Desde o ano passado, os investidores já alertavam as autoridades para o risco de fixar um preço máximo muito baixo para a energia. Chegaram a estimar em cerca de R$ 30 bilhões o custo total da obra, mas a EPE pretendia, inicialmente, fixar esse valor em R$ 16 bilhões, montante que agora passou para R$ 19,6 bilhões. "A tarifa-teto é mais razoável do que a anterior", admitiu o presidente da Associação Brasileira dos Produtores Independentes de Energia Elétrica (Apine), Luiz Fernando Vianna. Mas para o diretor do Centro Brasileiro de Infraestrutura (Cbie), Adriano Pires, "o governo faz populismo ao definir um valor baixo para o preço-teto da tarifa".

O Ministério de Minas e Energia (MME) e a EPE atribuíram a elevação do preço do MWh aos custos adicionais decorrentes de dezenas de condicionantes ambientais, construção de canteiro de obras e de casas para os trabalhadores e transporte do pessoal. Há ainda, segundo o consultor Afonso Henriques, ex-secretário de Energia do MME, riscos geológicos elevados, por exemplo, na construção de um canal de desvio do Rio Xingu.

O ministro Edison Lobão afirma que o governo não cedeu aos empresários. Mas, mais importante do que discutir a quem interessa a fixação de um preço irreal, é saber se o projeto será concluído dentro dos parâmetros da licitação. E, se estes forem inviáveis, a obra atrasará e exigirá financiamentos adicionais. Por enquanto, calcula-se que o BNDES financiará 70% dos investimentos na usina.

Os investimentos em hidrelétricas atrasaram tanto no governo Fernando Henrique como no de Lula ? neste caso, pelo retardamento da reforma do setor encabeçada pela então ministra do MME e hoje ministra-chefe da Casa Civil, Dilma Rousseff, que junto com o PMDB controla politicamente o setor elétrico.

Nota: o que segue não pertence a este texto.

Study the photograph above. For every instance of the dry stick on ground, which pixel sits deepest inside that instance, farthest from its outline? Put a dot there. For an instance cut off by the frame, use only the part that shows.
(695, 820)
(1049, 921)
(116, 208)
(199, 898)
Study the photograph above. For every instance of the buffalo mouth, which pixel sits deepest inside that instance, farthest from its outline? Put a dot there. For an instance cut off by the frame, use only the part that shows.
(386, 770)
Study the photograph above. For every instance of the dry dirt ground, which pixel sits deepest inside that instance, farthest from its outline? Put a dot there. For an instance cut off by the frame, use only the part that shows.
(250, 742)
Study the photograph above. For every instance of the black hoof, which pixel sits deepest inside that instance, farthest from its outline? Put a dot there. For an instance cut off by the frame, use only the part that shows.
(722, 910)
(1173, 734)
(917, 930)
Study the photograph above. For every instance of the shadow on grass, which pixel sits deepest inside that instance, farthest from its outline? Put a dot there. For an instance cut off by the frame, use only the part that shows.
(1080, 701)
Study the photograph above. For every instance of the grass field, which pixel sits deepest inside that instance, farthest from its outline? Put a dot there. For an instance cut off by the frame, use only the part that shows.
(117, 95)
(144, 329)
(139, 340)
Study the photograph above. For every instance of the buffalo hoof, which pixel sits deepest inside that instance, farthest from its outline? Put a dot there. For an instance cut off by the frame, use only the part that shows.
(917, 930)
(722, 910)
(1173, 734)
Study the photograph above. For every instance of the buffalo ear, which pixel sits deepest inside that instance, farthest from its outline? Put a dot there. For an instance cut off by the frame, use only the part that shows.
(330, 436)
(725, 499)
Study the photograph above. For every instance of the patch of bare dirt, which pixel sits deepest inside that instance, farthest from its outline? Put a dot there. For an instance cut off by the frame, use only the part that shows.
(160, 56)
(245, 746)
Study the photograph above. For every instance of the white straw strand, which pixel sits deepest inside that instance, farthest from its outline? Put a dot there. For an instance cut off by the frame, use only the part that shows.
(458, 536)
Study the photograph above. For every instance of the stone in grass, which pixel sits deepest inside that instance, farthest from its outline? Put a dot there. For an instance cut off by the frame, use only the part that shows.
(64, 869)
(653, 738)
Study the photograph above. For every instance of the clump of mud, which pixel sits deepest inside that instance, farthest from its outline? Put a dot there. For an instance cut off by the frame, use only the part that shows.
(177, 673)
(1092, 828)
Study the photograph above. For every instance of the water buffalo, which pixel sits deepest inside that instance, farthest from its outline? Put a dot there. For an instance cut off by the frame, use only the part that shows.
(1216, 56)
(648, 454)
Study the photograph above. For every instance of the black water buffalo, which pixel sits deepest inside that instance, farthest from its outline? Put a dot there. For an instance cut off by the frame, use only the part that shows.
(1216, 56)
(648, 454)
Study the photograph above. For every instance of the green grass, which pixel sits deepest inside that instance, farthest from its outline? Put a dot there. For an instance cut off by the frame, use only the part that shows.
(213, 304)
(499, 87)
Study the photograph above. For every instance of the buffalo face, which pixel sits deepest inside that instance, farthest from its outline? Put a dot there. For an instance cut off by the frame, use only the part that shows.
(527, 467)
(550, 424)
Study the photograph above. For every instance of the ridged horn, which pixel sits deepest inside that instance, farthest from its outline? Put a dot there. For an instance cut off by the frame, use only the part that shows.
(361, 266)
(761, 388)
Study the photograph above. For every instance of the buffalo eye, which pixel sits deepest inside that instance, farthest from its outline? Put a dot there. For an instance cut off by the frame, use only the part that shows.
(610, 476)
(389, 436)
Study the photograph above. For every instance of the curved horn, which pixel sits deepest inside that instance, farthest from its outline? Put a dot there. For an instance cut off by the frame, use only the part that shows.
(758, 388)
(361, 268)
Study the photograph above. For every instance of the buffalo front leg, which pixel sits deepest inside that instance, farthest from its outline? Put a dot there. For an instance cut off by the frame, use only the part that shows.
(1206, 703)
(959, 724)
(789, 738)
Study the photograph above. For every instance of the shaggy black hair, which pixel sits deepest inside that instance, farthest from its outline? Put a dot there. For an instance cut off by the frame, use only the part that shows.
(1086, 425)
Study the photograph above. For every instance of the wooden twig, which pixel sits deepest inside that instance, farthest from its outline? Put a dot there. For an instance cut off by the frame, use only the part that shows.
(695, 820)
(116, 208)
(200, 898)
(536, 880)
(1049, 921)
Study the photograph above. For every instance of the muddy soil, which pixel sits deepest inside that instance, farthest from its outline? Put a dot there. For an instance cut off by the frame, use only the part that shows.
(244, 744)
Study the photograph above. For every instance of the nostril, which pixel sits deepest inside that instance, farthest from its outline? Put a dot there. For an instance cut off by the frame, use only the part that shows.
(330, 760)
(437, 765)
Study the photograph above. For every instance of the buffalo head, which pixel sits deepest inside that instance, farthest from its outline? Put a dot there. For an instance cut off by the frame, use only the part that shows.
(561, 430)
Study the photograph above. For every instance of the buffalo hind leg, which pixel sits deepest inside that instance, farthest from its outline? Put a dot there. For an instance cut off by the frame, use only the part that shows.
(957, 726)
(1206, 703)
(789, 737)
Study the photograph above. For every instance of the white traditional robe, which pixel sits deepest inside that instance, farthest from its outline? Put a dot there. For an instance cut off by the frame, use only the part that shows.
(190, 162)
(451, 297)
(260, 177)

O atraso nos investimentos em energia hidrelétrica explica, em parte, as altas tarifas pagas pelos consumidores. Usinas a óleo diesel, óleo combustível e carvão, que geram energia cara e poluidora, estão em funcionamento para evitar a sobrecarga de Itaipu, que opera com restrições, a um custo adicional estimado em R$ 8 bilhões por ano.

Incorrer nesse custo seria, aparentemente, desnecessário, pois o regime pluviométrico favorece a geração de energia. Ressalvados colapsos por prazos curtos, como no Sudeste e no Nordeste, o parque hidrelétrico tem atendido satisfatoriamente à demanda.

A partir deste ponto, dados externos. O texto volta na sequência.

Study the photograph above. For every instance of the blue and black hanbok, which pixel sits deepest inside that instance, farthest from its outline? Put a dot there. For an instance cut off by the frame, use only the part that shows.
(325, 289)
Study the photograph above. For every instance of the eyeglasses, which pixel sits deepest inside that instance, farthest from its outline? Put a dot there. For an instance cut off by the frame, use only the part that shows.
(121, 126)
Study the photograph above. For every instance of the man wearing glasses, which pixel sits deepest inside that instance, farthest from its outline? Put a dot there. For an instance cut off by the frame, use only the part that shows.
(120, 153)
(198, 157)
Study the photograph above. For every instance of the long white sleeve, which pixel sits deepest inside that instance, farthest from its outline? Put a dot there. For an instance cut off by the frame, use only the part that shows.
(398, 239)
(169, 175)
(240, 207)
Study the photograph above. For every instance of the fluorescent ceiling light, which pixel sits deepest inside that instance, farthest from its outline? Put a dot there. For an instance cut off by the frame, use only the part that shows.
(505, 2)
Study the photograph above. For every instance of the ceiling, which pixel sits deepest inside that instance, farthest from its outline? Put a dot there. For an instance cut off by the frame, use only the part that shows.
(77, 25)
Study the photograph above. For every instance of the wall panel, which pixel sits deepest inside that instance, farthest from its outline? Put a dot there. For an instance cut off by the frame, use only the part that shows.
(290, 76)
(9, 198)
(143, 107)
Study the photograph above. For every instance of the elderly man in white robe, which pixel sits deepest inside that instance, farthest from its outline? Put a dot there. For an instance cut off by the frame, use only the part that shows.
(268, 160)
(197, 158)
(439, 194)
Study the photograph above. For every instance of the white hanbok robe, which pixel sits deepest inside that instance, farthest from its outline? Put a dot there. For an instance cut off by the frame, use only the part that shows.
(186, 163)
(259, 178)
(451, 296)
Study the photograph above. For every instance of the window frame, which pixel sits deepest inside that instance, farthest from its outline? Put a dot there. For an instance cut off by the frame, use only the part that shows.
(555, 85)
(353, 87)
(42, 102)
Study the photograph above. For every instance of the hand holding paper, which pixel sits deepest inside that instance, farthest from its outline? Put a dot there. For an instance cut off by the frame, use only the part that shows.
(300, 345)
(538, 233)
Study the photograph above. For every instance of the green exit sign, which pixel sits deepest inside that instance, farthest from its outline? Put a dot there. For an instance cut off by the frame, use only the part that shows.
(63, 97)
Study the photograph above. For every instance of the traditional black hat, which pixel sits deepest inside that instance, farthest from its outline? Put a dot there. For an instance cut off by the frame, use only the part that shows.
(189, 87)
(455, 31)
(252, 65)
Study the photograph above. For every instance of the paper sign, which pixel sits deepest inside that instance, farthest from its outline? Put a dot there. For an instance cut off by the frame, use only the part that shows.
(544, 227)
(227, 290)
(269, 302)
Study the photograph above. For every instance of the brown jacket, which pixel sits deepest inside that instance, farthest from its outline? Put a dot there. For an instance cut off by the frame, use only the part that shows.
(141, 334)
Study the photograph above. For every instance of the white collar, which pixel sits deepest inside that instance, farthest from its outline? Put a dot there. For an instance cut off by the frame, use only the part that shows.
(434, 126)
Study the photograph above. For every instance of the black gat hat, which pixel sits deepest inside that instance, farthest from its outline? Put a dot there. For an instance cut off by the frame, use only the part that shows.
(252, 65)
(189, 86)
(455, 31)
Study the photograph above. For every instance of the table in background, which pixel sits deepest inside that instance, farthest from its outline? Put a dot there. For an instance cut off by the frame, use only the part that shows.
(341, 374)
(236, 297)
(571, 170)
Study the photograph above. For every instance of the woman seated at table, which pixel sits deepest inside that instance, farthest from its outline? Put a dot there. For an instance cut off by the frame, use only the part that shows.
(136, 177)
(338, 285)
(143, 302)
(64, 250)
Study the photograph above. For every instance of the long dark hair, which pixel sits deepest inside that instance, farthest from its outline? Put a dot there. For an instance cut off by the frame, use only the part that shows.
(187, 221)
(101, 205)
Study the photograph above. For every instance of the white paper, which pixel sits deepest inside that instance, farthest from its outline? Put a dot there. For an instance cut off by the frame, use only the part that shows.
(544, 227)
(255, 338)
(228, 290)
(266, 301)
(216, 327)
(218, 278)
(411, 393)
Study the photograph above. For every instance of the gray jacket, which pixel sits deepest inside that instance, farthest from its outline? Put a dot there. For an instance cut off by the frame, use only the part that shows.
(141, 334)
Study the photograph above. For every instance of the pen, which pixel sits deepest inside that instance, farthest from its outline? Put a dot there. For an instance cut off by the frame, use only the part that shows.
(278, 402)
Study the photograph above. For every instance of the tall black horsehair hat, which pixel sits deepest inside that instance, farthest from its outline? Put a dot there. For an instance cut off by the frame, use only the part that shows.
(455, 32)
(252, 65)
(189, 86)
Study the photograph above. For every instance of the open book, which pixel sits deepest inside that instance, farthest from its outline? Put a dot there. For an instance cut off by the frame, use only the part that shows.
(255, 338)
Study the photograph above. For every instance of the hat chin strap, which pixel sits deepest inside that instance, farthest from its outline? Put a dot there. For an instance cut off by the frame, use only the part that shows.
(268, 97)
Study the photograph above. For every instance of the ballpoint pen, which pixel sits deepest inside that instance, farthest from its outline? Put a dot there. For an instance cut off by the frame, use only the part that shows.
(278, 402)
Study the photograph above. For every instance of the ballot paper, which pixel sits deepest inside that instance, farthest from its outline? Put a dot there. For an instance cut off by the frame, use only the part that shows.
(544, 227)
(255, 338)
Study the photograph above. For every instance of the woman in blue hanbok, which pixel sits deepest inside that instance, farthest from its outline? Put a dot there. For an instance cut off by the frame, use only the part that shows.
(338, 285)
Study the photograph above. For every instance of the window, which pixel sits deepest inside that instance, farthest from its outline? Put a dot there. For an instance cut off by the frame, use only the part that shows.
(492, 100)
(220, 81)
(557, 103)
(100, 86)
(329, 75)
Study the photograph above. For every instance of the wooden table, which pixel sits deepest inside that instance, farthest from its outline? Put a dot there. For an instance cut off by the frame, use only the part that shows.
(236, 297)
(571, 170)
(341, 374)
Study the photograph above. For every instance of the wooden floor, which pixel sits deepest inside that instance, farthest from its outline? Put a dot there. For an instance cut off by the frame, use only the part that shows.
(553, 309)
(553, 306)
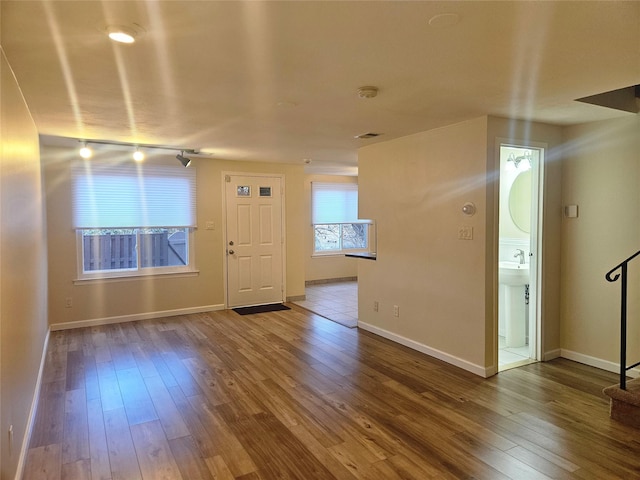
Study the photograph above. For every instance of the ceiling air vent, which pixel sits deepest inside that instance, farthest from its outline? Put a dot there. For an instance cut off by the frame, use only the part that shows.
(368, 135)
(626, 99)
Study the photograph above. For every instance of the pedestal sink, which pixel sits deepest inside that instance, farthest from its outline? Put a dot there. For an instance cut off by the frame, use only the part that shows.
(513, 277)
(512, 273)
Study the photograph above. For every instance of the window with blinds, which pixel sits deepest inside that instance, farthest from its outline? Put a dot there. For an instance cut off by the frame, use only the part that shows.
(133, 219)
(334, 215)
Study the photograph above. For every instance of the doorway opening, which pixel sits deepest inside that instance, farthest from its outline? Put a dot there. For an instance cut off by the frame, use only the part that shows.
(519, 255)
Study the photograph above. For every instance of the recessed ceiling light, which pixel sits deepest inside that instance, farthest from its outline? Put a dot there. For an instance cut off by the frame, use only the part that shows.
(367, 135)
(367, 92)
(124, 33)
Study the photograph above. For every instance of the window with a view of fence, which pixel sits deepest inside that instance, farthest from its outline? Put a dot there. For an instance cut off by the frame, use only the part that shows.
(122, 215)
(105, 250)
(336, 227)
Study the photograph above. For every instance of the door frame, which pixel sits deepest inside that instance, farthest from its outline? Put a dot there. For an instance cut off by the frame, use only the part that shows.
(536, 239)
(283, 228)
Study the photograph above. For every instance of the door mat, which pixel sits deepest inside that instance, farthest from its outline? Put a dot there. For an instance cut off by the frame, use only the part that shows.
(274, 307)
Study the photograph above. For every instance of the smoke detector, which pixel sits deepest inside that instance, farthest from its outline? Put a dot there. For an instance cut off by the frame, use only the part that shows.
(367, 92)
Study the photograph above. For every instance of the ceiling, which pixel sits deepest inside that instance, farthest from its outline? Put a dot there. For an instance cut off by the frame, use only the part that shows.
(277, 81)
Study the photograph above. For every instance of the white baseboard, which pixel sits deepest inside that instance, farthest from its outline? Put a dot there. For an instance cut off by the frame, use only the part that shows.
(551, 354)
(597, 362)
(32, 412)
(440, 355)
(135, 317)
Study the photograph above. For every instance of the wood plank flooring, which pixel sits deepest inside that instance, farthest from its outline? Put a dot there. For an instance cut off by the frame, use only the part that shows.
(291, 395)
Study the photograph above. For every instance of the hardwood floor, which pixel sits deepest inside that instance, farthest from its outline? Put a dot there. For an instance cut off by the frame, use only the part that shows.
(290, 395)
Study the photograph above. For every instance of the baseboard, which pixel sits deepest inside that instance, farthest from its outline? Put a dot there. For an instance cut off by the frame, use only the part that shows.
(135, 317)
(296, 298)
(551, 354)
(597, 362)
(432, 352)
(32, 412)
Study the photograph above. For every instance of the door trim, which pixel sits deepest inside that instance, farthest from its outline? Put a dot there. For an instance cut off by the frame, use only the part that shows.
(538, 241)
(283, 229)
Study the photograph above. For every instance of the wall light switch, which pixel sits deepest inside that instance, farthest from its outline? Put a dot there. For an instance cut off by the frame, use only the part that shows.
(465, 232)
(571, 211)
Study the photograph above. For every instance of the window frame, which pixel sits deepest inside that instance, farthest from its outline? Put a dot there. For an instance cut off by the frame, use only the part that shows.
(138, 271)
(332, 203)
(342, 251)
(83, 173)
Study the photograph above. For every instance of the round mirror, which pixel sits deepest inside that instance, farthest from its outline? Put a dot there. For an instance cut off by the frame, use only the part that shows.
(520, 201)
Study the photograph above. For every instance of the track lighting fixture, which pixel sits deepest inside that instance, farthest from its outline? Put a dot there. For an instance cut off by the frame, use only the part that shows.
(85, 152)
(183, 160)
(138, 154)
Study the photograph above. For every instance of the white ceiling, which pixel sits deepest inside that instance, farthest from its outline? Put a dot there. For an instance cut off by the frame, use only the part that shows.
(277, 81)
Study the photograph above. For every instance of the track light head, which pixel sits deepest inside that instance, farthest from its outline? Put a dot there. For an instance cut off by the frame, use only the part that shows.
(138, 155)
(85, 152)
(183, 160)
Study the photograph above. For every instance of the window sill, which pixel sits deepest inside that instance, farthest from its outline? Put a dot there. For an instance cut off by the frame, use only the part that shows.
(366, 256)
(130, 278)
(337, 254)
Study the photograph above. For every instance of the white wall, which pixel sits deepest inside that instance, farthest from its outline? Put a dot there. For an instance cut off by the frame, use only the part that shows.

Em fevereiro, segundo dados do Operador Nacional do Sistema Elétrico, a carga de energia no Sistema Interligado Nacional aumentou 4,9% em relação a janeiro e 11,8% em relação a fevereiro de 2009. O aumento da carga é um indicador prévio de aumento do consumo, que cresceu devido às altas temperaturas que exigiram o funcionamento intensivo de aparelhos de ar-condicionado e de refrigeração, mas também da aceleração da atividade econômica.

Mantido o ritmo de crescimento, a demanda continuará crescente e a energia de Belo Monte será indispensável.